Business partners are sometimes attacked by cybercriminals to get account credentials or other data that could be used to gain access to the organization that ultimately is being targeted, Shey said.

Part of the problem, according to security experts, is that organizations do a poor job of balancing implemented security restrictions and worker productivity, said Jim O'Brian, chief information security officer at Overland Park, Kan.-based solution provider Choice Solutions.

O'Brian said organizations with compliance commitments focus on protecting personally identifiable information or encrypting credit card data, but fail to address personnel problems or adequately address processes that can open up security weaknesses.

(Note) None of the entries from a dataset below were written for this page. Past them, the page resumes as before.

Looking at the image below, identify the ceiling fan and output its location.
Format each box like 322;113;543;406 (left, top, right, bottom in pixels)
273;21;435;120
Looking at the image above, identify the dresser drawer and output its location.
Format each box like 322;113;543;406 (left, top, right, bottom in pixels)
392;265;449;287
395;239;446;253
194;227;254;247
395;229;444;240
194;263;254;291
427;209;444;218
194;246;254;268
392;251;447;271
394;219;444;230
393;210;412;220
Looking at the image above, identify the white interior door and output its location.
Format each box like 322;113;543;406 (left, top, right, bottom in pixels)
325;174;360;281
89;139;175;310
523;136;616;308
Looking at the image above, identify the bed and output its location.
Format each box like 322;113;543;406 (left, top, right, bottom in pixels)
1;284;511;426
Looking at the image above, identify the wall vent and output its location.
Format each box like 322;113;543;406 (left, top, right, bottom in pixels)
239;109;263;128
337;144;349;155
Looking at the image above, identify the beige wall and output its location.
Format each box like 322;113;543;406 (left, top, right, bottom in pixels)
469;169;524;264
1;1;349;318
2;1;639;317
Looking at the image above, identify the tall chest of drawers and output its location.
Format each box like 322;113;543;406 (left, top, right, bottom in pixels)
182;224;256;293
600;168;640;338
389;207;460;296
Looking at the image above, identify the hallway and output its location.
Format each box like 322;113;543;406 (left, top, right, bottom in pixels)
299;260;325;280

"If you only focus on the data, you'll miss how data moves throughout the network and how the employees do their jobs," O'Brian said. "If restrictions introduce serious inefficiencies, employees will go around them every time."

More than half of the information workers surveyed by Forrester said they understood the policies in place for data handling. But for many executives and managers, data handling was virtually unfettered, enabling them to access and manipulate data on any device. Surprisingly, they were less aware of the polices for data use and handling than the employees who had more restrictions, Shey said.

Forrester uncovered a consistent theme of employees using a USB flash drive or CD to carry work home. Some were sending email attachments to themselves via a personal webmail account such as Gmail or Yahoo Mail. Others used Box or other file storage and sharing services, Shey said.

IT security teams are responding. A Forrester survey of more than 1,400 North American and European enterprise and small and midsize business IT security decision-makers estimates that in 2014, organizations plan to increase their data security budgets by 5 percent to 10 percent while 10 percent of organizations plan to increase their data security budgets by 10 percent or more.

Spending on network security and security operations also is estimated to significantly increase, Shey said. The key areas of focus are on data loss prevention technology followed by database vulnerability assessment, monitoring and auditing, network storage encryption and data discovery technologies. Before investing in data loss prevention technologies, however, organizations need to get a better handle on the core data assets, Shey said.

"Data discovery and classification is an important step that should be undertaken before deploying many of these technologies," Shey said. "You can't apply security controls if you don't know what you're protecting and why you're protecting it."

More firms also are conducting proactive system monitoring, Shey said. Collecting logs from security systems and analyzing them for suspicious activity could have helped detect a breach in progress, say security experts. At the NSA, Snowden reportedly used a variety of credentials to gain access to various systems, scraping data that he later took via flash drives. Most security experts are convinced that if behavioral analysis had been correctly applied, his actions would have been more difficult to carry out. The system would have been alerted or a human could have detected patterns of behavior that were out of the ordinary, said Arthur Hedge, CEO of Morristown, N.J.-based managed security service provider Castle Ventures.

Castle Ventures focuses on monitoring solutions with a strong emphasis on monitoring and analyzing data fed into HP ArcSight security information and event management appliances. In addition to data loss prevention, the company sees a rising interest in file server monitoring technologies, such as Varonis, which can monitor and log who has access to sensitive data.

"We're figuring out what goes on in the environments of the clients we serve," Hedge said. "Compliance is a big driver for why they did things four years ago or so, but I think that has changed. Most CSOs are worried about the threat landscape and they're thinking about it from a risk perspective."